Consider a two dimensional random walk starting at the bottom left hand corner of an $n$ by $n$ square. At each step you take one step up, down, left or right distance $1$. Each choice has equal and independent probability of $1/4$. The only exception is if the $x$ or $y$ coordinate is $0$ or $n$, that is you are touching a wall of the square.

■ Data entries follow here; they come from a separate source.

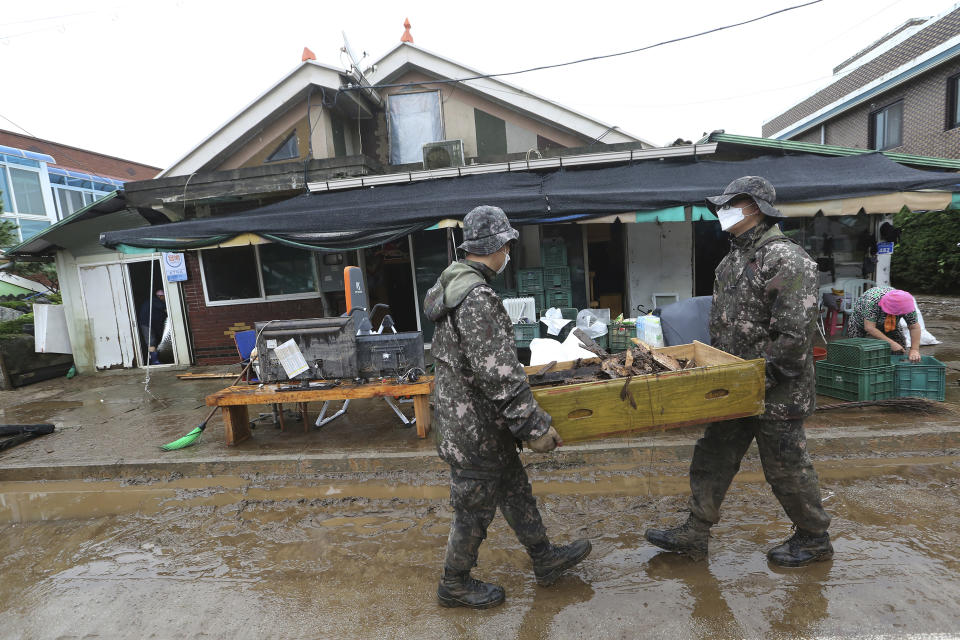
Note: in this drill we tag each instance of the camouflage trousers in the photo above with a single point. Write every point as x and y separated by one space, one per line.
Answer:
786 466
475 500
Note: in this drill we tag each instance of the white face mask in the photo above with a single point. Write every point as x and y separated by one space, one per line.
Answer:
729 216
506 260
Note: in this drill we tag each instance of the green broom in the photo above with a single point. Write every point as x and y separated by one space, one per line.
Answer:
190 438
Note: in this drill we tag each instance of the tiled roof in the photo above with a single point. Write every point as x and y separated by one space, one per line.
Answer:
68 157
927 38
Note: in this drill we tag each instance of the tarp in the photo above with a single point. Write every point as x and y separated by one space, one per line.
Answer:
339 220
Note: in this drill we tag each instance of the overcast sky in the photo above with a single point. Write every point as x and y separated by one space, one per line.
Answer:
147 81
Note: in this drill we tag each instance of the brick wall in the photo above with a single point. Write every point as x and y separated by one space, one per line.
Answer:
212 328
924 118
927 38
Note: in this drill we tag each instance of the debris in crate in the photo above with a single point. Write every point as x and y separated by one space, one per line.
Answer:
639 361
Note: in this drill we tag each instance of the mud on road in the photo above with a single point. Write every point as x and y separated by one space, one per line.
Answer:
367 567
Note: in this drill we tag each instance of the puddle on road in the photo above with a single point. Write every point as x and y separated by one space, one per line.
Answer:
39 411
361 567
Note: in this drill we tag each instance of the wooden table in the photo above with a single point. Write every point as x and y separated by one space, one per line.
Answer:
233 401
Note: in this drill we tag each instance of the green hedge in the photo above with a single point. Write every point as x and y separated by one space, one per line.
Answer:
927 260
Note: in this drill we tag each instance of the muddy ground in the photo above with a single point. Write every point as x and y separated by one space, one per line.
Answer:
367 568
340 532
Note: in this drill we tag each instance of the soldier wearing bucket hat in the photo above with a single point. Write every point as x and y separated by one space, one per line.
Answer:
484 407
764 306
877 314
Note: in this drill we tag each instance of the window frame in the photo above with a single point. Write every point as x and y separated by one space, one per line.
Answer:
391 133
263 297
952 120
872 126
293 135
46 193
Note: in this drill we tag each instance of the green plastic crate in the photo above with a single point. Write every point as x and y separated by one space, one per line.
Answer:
924 379
553 253
558 298
554 277
849 383
530 281
859 353
524 333
620 336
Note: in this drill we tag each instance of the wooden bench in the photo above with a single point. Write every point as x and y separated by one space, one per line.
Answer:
233 402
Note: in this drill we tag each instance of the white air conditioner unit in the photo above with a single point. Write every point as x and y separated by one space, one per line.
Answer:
443 154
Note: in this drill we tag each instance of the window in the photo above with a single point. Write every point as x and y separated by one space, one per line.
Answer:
414 119
953 102
491 134
27 192
257 273
288 149
886 127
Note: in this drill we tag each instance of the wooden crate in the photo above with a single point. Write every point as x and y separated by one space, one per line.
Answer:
720 387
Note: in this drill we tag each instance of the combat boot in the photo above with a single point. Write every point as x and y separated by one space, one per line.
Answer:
801 549
458 589
690 538
550 561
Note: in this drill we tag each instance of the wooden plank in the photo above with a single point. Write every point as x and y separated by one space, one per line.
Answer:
268 394
421 412
205 376
663 400
236 424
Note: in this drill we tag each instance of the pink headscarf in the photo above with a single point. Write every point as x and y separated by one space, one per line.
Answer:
897 302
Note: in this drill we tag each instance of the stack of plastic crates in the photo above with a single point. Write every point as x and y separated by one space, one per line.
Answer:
856 369
924 379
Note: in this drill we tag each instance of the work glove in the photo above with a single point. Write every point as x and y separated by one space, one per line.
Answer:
547 442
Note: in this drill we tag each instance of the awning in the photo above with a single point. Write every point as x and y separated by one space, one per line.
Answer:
358 218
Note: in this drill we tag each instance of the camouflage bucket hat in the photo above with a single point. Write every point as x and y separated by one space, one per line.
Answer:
485 230
755 187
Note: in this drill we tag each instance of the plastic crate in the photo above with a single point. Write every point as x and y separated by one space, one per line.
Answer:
924 379
849 383
553 253
530 281
859 353
554 277
620 336
558 298
524 333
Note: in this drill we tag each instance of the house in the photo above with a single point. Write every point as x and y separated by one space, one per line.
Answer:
322 171
43 181
901 93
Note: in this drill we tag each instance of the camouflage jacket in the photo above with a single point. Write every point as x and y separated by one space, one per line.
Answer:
483 402
765 306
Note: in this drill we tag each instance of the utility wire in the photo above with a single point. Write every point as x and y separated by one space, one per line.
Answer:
590 59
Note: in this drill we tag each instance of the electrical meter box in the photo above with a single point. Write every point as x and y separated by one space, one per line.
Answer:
331 272
329 345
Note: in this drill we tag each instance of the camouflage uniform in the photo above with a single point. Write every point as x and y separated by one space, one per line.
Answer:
484 406
765 306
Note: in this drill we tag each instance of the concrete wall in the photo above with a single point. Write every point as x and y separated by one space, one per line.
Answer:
660 260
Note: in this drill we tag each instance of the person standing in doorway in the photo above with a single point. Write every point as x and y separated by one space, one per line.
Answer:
764 306
151 317
484 410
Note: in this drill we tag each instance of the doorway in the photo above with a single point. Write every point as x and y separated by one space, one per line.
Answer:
710 244
390 282
151 312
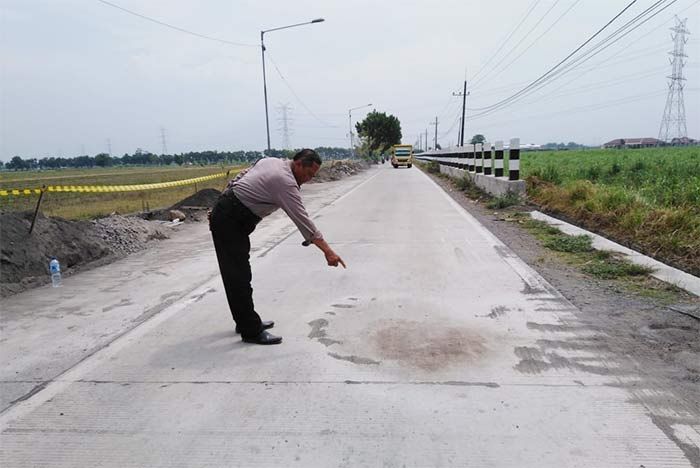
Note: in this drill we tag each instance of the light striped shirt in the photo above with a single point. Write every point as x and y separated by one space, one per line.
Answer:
269 185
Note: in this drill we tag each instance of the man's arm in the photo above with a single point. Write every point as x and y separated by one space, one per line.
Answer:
331 257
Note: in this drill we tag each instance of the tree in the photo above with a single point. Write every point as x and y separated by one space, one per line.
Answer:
478 138
379 131
17 164
103 160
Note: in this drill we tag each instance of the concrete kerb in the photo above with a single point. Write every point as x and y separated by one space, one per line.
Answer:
661 271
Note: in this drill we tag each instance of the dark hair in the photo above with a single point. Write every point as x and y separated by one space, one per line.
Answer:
308 157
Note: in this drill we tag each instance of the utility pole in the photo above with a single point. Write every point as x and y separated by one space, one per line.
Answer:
459 131
435 140
164 147
464 95
673 123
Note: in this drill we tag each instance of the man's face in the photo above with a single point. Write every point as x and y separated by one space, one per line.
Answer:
304 174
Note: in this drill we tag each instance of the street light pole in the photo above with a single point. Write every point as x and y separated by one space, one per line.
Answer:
352 145
262 48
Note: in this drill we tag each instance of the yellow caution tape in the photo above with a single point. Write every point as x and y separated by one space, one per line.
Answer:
109 188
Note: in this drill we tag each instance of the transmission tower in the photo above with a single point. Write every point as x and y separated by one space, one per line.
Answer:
162 139
673 121
285 120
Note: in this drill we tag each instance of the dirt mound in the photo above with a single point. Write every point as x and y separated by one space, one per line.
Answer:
205 198
335 170
24 257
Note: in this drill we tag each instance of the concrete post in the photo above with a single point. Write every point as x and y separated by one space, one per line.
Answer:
514 159
487 158
498 160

As you never walk outside the square, if you are touching a wall you choose from the available options again with equal probability.
What is the expected time to reach the top right hand corner of the square asymptotic to?

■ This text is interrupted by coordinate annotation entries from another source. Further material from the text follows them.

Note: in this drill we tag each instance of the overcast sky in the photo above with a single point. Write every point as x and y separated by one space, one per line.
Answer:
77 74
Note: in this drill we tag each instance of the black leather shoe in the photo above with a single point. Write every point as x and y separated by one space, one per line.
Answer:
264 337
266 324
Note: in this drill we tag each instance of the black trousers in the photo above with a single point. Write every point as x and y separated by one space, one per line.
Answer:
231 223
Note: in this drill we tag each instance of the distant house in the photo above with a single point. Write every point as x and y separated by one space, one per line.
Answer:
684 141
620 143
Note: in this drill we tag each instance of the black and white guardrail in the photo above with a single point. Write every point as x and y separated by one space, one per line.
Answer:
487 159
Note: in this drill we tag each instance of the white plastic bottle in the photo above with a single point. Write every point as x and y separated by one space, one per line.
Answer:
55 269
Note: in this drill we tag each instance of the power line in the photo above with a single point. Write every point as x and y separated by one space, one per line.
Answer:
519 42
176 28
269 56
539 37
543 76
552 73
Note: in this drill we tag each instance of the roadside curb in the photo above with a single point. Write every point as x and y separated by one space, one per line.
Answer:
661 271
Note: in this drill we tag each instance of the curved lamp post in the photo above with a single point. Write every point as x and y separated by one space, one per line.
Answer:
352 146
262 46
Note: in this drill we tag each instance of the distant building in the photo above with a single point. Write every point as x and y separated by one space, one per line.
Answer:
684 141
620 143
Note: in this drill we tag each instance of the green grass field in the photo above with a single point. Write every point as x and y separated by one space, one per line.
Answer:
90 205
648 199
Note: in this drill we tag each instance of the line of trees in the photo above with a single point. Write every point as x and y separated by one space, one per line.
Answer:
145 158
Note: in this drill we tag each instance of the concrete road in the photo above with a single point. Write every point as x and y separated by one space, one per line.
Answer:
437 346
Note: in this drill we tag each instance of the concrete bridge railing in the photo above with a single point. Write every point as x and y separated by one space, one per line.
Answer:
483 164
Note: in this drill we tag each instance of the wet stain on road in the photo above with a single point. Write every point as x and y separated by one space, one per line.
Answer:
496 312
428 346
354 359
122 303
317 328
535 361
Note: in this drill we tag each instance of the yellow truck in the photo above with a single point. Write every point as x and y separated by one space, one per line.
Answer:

Intuitively it seems that it should take something like $n^3$ time asymptotically but I don't know how to derive this mathematically.

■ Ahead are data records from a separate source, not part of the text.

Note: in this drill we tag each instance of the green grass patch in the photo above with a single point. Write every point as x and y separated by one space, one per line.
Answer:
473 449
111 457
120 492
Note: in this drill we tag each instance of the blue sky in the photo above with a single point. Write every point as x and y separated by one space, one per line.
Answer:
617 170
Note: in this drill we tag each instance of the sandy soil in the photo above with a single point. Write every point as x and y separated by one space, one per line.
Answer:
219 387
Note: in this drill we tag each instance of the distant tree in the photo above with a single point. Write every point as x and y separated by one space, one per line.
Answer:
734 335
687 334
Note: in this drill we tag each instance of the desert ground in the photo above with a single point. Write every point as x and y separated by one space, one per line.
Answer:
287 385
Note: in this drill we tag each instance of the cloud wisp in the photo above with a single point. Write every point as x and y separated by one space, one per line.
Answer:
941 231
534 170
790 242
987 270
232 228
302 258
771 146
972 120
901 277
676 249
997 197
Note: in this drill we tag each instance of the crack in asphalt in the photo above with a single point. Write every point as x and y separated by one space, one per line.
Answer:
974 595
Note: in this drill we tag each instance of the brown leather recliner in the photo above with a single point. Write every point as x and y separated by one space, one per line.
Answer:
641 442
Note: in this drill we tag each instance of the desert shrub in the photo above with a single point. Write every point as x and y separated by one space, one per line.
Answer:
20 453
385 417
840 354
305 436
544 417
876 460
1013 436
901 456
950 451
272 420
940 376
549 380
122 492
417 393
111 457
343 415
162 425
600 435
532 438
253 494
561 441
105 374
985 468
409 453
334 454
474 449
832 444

By symmetry, this is $\frac12C_n$ where $C_n$ denotes the commute time between two opposite corners of the discrete square of size $n\times n$. Exact asymptotics of $C_n$ when $n\to\infty$ might be unknown but, for every graph, the commute time $C_{uv}$ between some vertices $u$ and $v$ is $$C_{uv}=2mR_{uv},$$ where $m$ is the total number of edges and $R_{uv}$ the effective resistance between $u$ and $v$. Also, $R_{uv}\leqslant L_{uv}$ where $L_{uv}$ is the length of the shortest path from $u$ to $v$. In the present case $m=2n^2$ and $L_{uv}=2n$ hence $$C_n\leqslant8n^3.$$ On the other hand, for every graph on $k$ vertices, $C_{u,v}\geqslant k\log k\,(1+o(1))$ hence, in the present case, $$C_n\geqslant2n^2\log n\,(1+o(1)).$$ For this and much more, see Random walks on graphs: a survey by László Lovász.
Edit: A careful analysis of the eigenvalues and eigenvectors of the associated Laplacian (see there) shows that, for every $n$, the effective resistance $R_n$ between two opposite corners of the square lattice of size $n\times n$ is such that $$R_n\lt6+4\log n,$$ hence $$C_n\leqslant16n^2\log n+O(n^2).$$